We can make more from tourism

BY: Daily Graphic
We can make more from tourism
We can make more from tourism

World Tourism Day, a day set aside by the United Nations World Tourism Organisation to raise awareness of tourism’s actual and potential contribution to sustainable development, was marked around the world yesterday on the theme: “Tourism and the digital transformation”.

For years, tourism has been one of the largest industries and currently a substantial source of foreign currency and investment for many countries. Following from this, the global tourism agency maintains that responsible and sustainable tourism can play an important role in eradicating poverty and meeting the millennium development goals and, subsequently, the sustainable development goals.

Despite the assertion that tourism can have a very positive effect on poor countries, developing countries, especially those in Africa, still lag behind in visits, while the developed world leads in tourism figures. For instance, whereas in 2017 there were 1.323 billion international tourist arrivals worldwide, Africa could boast only 62.3 million of the numbers, while the Americas, Asia Pacific and Europe recorded 208.7 million, 323 million and 670 million, respectively.
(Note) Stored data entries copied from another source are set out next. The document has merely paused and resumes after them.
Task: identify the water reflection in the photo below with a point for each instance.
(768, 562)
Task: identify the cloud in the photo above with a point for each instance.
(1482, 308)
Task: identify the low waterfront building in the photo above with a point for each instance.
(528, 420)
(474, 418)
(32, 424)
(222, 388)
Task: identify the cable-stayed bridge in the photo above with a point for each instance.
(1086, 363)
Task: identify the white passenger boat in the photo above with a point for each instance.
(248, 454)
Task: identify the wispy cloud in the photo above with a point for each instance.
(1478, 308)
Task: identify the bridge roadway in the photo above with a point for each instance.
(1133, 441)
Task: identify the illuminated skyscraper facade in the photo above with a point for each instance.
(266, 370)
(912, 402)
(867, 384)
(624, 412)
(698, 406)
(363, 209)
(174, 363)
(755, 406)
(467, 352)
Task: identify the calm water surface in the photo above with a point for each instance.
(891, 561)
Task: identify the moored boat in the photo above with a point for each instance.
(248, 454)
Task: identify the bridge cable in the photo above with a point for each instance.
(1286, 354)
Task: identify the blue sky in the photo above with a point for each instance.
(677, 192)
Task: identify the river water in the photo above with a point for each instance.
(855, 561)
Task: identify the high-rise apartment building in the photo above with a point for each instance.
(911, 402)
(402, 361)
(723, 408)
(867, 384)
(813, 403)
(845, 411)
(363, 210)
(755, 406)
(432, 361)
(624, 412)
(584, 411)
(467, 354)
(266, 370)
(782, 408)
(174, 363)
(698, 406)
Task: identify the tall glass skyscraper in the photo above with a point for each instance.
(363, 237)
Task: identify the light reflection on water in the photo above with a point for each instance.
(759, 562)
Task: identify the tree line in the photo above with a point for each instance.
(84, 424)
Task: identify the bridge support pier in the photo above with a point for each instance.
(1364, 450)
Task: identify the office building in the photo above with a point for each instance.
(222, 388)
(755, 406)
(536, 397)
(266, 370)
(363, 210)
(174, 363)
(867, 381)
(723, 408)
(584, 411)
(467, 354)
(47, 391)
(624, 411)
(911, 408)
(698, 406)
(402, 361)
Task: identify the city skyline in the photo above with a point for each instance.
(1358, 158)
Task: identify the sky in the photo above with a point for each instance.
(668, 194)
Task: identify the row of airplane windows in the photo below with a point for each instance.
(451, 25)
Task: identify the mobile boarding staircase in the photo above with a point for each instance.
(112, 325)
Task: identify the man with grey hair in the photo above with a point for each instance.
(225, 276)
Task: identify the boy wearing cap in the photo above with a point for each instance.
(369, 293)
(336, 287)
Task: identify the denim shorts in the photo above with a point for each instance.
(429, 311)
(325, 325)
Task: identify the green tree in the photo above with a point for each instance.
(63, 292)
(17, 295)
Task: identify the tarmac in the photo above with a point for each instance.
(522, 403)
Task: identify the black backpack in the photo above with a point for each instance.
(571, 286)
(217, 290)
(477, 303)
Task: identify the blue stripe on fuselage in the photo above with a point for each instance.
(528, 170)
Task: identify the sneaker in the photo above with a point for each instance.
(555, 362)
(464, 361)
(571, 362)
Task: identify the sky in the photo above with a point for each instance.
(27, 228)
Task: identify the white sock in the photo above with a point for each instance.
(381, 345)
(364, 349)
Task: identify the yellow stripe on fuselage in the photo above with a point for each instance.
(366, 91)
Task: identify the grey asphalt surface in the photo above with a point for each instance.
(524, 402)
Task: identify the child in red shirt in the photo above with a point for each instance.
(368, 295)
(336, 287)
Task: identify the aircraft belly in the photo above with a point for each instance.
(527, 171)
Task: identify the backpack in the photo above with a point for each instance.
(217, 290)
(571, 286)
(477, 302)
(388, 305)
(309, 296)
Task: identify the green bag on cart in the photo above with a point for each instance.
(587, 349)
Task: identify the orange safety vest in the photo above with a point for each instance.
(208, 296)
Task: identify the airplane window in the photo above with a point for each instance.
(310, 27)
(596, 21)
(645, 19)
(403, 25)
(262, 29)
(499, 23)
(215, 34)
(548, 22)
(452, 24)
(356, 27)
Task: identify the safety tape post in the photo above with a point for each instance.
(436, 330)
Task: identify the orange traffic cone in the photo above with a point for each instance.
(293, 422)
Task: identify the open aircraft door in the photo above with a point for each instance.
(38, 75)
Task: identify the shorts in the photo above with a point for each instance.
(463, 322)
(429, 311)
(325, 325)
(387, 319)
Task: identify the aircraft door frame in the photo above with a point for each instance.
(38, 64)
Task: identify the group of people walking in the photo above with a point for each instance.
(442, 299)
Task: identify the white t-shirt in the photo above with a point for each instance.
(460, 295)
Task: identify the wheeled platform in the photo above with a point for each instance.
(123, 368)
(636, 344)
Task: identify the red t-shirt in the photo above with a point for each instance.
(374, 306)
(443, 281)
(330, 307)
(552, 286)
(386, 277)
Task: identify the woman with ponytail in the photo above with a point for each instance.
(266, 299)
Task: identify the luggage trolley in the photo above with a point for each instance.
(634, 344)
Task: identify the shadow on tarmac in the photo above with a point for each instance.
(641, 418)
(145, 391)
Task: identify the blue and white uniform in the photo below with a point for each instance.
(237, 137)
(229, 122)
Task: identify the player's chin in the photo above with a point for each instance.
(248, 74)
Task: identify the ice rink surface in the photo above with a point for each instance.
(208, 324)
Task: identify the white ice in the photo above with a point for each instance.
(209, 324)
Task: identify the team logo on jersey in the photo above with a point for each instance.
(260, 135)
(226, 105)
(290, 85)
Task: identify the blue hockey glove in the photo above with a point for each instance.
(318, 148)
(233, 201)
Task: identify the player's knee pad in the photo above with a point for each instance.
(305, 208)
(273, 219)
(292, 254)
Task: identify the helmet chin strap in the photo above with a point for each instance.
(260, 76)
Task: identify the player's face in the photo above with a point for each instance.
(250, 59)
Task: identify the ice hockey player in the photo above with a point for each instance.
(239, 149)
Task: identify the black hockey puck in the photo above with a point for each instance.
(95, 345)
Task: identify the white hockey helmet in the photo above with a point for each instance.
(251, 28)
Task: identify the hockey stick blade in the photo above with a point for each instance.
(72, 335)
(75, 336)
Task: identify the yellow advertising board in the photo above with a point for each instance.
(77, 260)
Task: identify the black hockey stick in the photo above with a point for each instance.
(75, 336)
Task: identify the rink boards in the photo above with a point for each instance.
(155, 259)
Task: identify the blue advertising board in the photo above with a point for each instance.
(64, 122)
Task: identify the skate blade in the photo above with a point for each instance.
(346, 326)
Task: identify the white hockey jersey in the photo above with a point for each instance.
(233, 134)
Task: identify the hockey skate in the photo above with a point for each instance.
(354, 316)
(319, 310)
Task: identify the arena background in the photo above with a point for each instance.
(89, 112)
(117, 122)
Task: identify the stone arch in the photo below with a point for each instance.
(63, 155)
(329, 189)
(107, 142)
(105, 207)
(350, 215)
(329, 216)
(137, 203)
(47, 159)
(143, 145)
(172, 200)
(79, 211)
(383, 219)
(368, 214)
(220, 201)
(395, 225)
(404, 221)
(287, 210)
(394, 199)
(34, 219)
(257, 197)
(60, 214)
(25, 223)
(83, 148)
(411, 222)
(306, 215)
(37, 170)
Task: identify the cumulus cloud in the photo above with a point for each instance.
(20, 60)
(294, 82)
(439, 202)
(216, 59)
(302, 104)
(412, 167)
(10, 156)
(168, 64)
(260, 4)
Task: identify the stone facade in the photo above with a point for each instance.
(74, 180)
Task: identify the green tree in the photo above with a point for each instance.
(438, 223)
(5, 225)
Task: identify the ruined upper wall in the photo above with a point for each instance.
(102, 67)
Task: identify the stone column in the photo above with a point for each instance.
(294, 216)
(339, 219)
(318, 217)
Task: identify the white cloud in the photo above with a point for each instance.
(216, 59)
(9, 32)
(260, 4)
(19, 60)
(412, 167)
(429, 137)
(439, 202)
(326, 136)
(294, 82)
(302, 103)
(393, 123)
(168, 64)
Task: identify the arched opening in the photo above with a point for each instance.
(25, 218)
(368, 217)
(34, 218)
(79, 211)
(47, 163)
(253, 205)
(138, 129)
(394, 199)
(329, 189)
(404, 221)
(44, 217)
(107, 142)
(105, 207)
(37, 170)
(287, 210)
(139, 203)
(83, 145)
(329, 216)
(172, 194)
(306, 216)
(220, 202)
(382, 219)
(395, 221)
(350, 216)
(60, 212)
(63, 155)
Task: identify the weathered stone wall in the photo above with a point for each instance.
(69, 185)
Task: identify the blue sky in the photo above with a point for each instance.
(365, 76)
The Daily Graphic reasons that if, indeed, tourism has the potential to reduce poverty in developing countries, then there is more to do to catch up with our developed counterparts. And as we celebrate World Tourism Day, it is incumbent on Ghana to critically look at how it can position its tourism industry to rake in the needed foreign exchange.

The country has not lost sight of the fact that many tourist centres are in the countryside. But, ironically, they are places that have the least developed infrastructure. The roads there are in terrible conditions and there is no access to mobile telephony and the Internet.


This tells us one thing — tourism does not happen in a vacuum; it needs to be integrated with other sectors of the economy to make it functional and robust. The narratives of a tourist’s visit should be such that he or she will carry something that will make him or her come back or encourage others to visit.

Recently, a Daily Graphic team that visited the Mushroom Rock at Wulin near Jirapa was left stranded because there was no tourist guide to give basic information about the site. A few minutes later, the team saw children approaching the members, only to beg for alms. This is common in many tourist communities and that is the people’s understanding of tourism — to beg visitors to part with money. This practice tends to drive visitors away from us.

The Daily Graphic thinks there is a lot to do if we want to receive the visitors to generate the needed revenue from the sector. First, we should take advantage of the hospitable nature of Ghanaians to educate them on reception for visitors. They should also be equipped with information on the sites, so that they can help visitors with it.

There may also be people who would want to visit the country but there are no diplomatic missions where they can acquire visas. In this wise, we suggest an extension of the visa-on-arrival facility to more countries, as has been done by East African countries and side with the Tour Operators Union of Ghana that the government consider issuing e-visas as an incentive to draw more tourists into the country.

Africa lags behind in tourism expenditure and it is part of the reason other regions of the world are far ahead of us. Ghana should, therefore, invest in the sector, which can propel our development.